Taxpayers who are eligible to participate in the 2011 Disclosure Program and who fail to come forward will face an increased risk that their undisclosed overseas financial accounts will be detected by the IRS. At the time the 2009 Disclosure Program was introduced, the IRS was focused primarily on holders of undisclosed accounts at UBS in Switzerland. Since then, the IRS has greatly expanded the scope of its probe and is now seeking information regarding U.S. holders of accounts at other foreign financial institutions, including, most recently, at HSBC India.
Foreign Financial Account Reporting RequirementsA U.S. citizen or resident with a financial interest in, or signature authority over, a foreign financial account is generally required to file a Form TD F 90-22.1, Report of Foreign Bank and Financial Accounts (commonly known as an “FBAR”) by June 30th each year if the aggregate value of all such financial accounts exceeded $10,000 at any time during the previous calendar year. A U.S. citizen or resident is also generally required to report any interest or other income generated by such an account on his or her federal income tax return.
A U.S. citizen or resident who fails to file a required FBAR or who fails to report income generated by a foreign financial account may face significant civil and criminal penalties. The current civil penalty for the willful failure to file a required FBAR can be as high as the greater of $100,000 or 50% of the total balance in the foreign financial account (for each such failure). The IRS has taken the position that a separate penalty may be imposed for each year for which a required FBAR was not filed. Thus, for example, a taxpayer who held $1,000,000 in an undisclosed foreign bank account from 2006 through 2009 may theoretically face potential civil FBAR penalties of $2,000,000 (i.e., $500,000 per year for four years). A taxpayer who fails to report income from a foreign financial account may, in addition to other civil penalties, be subject to a penalty equal to 75% of the tax on the unreported income if the IRS is able to prove that the underreporting was due to fraud.
Potential Benefits of Participating in the 2011 Disclosure ProgramThe IRS will generally not recommend the criminal prosecution of eligible taxpayers who participate in the 2011 Disclosure Program. Eligible taxpayers should generally also be subject to reduced civil penalties. Potential penalties under the 2011 Disclosure Program include an accuracy-related penalty equal to 20% of the tax on any unreported income and a miscellaneous offshore penalty capped at 25% of the highest value of undisclosed financial accounts and other “tainted” foreign assets (including assets that generated unreported income or were acquired with unreported income), plus interest, for 2003 through 2010. In certain, limited circumstances the 25% miscellaneous penalty is reduced to 12.5% or 5%.

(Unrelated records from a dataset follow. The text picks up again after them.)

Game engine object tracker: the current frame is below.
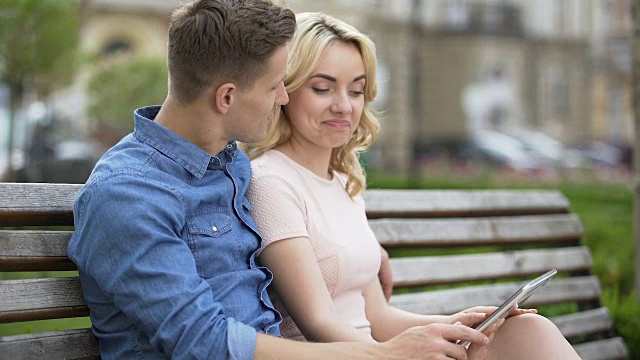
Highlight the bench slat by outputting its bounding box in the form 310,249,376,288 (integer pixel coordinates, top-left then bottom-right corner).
573,337,629,360
369,214,583,247
363,189,569,218
0,183,83,226
550,308,612,338
0,329,100,360
0,277,89,323
0,230,76,271
391,246,592,287
390,276,602,314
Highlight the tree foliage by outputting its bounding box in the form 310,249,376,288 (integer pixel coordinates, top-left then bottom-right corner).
87,57,168,132
0,0,80,101
0,0,80,180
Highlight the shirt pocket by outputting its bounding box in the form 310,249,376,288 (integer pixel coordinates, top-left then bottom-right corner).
187,212,240,278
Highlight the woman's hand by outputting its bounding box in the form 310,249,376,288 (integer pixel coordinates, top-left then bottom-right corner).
446,306,538,327
467,319,505,360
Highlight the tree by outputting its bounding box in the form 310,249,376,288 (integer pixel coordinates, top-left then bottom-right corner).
87,55,168,141
631,0,640,298
0,0,80,180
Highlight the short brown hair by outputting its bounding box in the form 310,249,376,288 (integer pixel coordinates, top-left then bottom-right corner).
168,0,296,103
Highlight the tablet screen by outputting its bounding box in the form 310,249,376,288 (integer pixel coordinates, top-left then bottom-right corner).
461,269,558,347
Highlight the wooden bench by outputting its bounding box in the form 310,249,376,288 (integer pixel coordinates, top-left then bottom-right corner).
0,183,627,359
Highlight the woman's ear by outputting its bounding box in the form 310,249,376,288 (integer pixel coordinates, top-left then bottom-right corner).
213,83,238,114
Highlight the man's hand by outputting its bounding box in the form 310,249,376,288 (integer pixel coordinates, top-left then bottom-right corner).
378,246,393,302
376,323,490,360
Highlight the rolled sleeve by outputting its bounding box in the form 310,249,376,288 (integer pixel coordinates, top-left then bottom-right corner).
227,319,257,360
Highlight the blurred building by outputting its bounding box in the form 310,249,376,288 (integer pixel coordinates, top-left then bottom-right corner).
591,0,633,145
74,0,632,170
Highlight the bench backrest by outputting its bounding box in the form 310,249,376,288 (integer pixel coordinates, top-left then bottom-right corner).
365,190,628,359
0,183,627,359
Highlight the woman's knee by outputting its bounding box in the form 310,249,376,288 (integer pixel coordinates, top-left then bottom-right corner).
501,314,560,335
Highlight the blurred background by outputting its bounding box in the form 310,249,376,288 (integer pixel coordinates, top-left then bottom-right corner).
0,0,640,358
0,0,634,182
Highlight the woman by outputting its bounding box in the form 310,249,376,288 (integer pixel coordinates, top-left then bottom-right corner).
248,13,578,359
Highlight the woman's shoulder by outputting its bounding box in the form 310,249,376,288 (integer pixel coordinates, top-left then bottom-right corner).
251,150,296,182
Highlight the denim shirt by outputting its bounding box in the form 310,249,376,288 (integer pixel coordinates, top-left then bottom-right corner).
68,106,281,359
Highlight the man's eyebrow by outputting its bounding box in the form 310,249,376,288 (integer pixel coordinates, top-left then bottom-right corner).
311,73,366,82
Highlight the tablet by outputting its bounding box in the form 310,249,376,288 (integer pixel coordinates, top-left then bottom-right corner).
460,269,558,347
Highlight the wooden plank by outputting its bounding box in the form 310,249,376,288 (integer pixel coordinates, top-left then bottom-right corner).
390,276,602,314
0,277,89,323
0,183,83,226
369,214,584,247
550,308,612,338
391,246,592,287
0,329,100,360
363,189,569,219
573,337,629,360
0,230,76,271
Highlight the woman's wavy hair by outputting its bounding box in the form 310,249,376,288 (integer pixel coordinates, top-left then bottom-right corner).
246,13,380,197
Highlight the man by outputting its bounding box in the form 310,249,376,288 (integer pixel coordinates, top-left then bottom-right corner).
69,0,486,359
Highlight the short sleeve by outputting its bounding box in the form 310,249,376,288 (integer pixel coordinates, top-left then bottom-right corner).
247,171,309,248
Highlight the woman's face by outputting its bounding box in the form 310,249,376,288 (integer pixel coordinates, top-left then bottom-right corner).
285,41,366,150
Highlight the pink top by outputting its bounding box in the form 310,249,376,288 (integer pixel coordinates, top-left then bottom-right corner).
247,150,380,339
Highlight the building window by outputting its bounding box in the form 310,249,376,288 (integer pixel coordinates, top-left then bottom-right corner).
102,39,133,58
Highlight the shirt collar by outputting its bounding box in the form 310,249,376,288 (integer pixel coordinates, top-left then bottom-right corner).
133,106,237,178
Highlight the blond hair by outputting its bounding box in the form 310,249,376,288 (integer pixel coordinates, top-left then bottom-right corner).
246,13,380,197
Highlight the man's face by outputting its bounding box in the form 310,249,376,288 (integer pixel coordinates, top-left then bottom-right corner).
228,45,289,143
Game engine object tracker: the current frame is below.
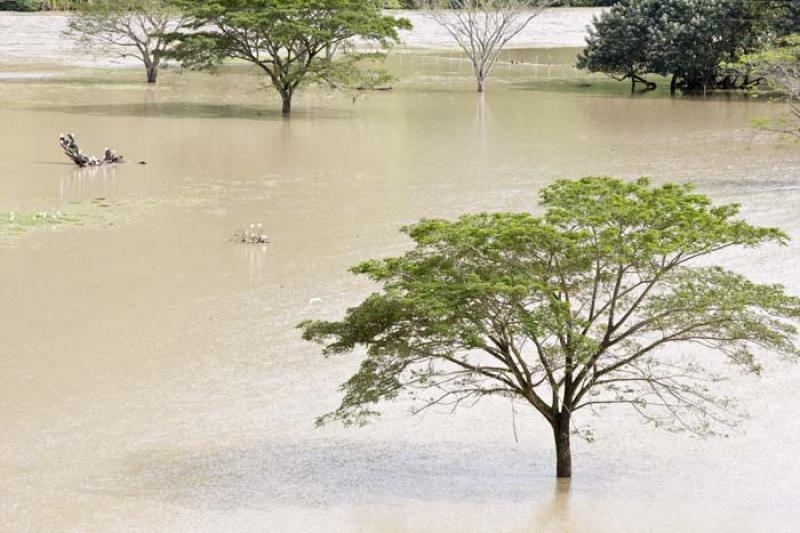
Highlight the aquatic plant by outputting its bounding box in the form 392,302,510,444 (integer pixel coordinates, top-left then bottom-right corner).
0,211,81,235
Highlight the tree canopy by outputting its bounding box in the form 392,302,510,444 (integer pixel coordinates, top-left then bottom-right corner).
166,0,410,114
739,34,800,139
300,177,800,477
578,0,791,93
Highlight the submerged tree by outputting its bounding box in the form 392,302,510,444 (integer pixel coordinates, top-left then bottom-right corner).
577,3,656,92
578,0,772,93
300,178,800,477
162,0,411,114
66,0,185,83
740,34,800,139
424,0,552,93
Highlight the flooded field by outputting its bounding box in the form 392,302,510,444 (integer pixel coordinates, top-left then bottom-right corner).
0,10,800,532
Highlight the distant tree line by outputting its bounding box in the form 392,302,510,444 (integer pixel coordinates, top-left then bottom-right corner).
578,0,800,93
0,0,619,11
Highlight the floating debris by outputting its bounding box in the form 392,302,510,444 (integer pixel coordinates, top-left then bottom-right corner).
233,224,270,244
58,133,125,168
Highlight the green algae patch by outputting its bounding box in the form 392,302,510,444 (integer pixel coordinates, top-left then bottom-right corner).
0,211,82,237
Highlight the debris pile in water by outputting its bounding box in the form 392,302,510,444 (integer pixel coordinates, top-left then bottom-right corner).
58,133,125,168
233,224,270,244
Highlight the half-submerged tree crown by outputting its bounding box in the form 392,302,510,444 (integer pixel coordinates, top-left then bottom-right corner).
300,177,800,435
165,0,411,113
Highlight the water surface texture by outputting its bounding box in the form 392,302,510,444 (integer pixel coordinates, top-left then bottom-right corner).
0,10,800,532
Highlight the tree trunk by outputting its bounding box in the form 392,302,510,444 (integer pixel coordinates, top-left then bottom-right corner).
478,74,486,93
553,411,572,478
146,63,158,83
281,92,292,115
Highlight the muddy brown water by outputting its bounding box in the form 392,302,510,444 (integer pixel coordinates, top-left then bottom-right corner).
0,17,800,532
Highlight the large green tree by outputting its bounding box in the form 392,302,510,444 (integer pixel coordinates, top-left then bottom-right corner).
167,0,410,114
739,34,800,139
65,0,186,83
578,0,775,93
300,177,800,477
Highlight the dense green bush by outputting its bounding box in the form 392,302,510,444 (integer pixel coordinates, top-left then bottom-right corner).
578,0,800,93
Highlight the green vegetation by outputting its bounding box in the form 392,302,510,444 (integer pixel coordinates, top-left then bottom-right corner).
300,177,800,477
0,211,81,236
0,0,618,11
739,34,800,139
163,0,411,115
578,0,800,93
66,0,185,83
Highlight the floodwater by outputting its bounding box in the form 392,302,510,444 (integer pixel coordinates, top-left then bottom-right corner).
0,12,800,532
0,8,602,66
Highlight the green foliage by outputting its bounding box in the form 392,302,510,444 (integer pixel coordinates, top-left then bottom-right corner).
578,0,775,92
300,177,800,434
0,0,91,11
165,0,410,113
738,34,800,139
65,0,184,83
0,211,81,237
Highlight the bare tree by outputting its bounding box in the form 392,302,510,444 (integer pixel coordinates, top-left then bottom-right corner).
65,0,186,83
424,0,552,93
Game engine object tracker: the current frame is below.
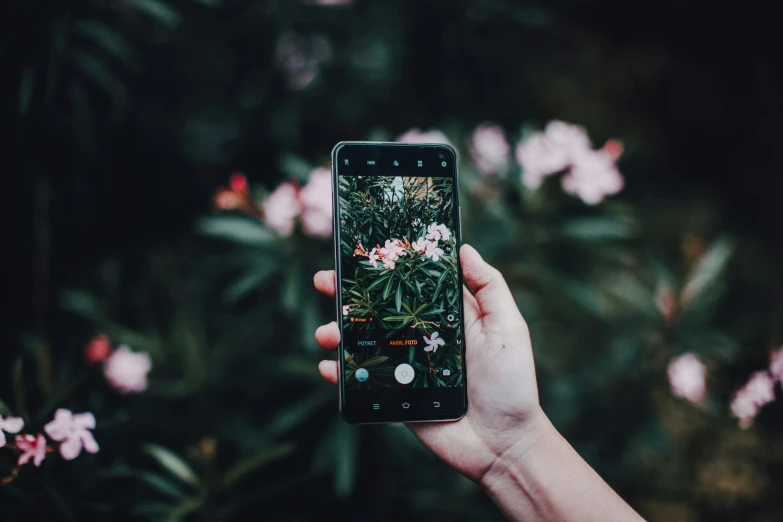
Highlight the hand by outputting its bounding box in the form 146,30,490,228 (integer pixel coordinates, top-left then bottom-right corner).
314,245,548,482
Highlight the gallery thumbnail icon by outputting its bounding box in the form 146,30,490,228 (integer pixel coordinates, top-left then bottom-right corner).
394,363,413,384
354,368,370,382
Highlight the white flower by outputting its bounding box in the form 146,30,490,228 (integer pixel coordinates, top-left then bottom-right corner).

Account holders who participated in the 2009 Disclosure Program and who paid a penalty in excess of the penalty applicable under the 2011 Disclosure Program might be eligible for a reduction in their previously paid penalty.
Requirements of the 2011 Disclosure ProgramTaxpayers who wish to participate in the 2011 Disclosure Program must generally satisfy the following requirements:
- Provide copies of previously filed original (and, if applicable, previously filed amended) federal income tax returns for tax years covered by the voluntary disclosure;
- Provide complete and accurate amended federal income tax returns (for individuals, Form 1040X, or original Form 1040 if not yet filed) for all tax years covered by the voluntary disclosure;
- File complete and accurate original or amended offshore-related information returns and FBARs for calendar years 2003 through 2010;
- Cooperate in the voluntary disclosure process, including providing information on offshore financial accounts, institutions and facilitators, and signing agreements to extend the period of time for assessing tax and penalties;
- Pay the 20% accuracy-related penalty for each year covered by the disclosure and the 25% (or 12.5% or 5%) miscellaneous offshore penalty, as described above;
- Submit full payment of all tax, interest, accuracy-related penalties, and, if applicable, the failure to file and failure to pay penalties with the required submissions or make good faith arrangements with the IRS to pay in full, the tax, interest, and penalties; and
- Execute a Closing Agreement on Final Determination Covering Specific Matters, Form 906.
Differences Between the 2011 Disclosure Program and the 2009 Disclosure ProgramThere are a number of differences between the 2009 Disclosure Program and the 2011 Disclosure Program. In general, the terms of the 2011 Disclosure Program are slightly less favorable than the terms of the 2009 Disclosure Program. The IRS has stated publicly that it did not wish to reward taxpayers for deferring their disclosures. The differences include the following:
Penalties:Under the 2009 Disclosure Program, participating taxpayers were generally required to pay a penalty equal to 20% of the highest aggregate value of undisclosed foreign bank accounts and other income producing assets for which no income was reported, for the period from 2003 through 2008. Taxpayers were also generally required to pay taxes on unreported income, a 20% accuracy related penalty, and interest, for the period from 2003 through 2008.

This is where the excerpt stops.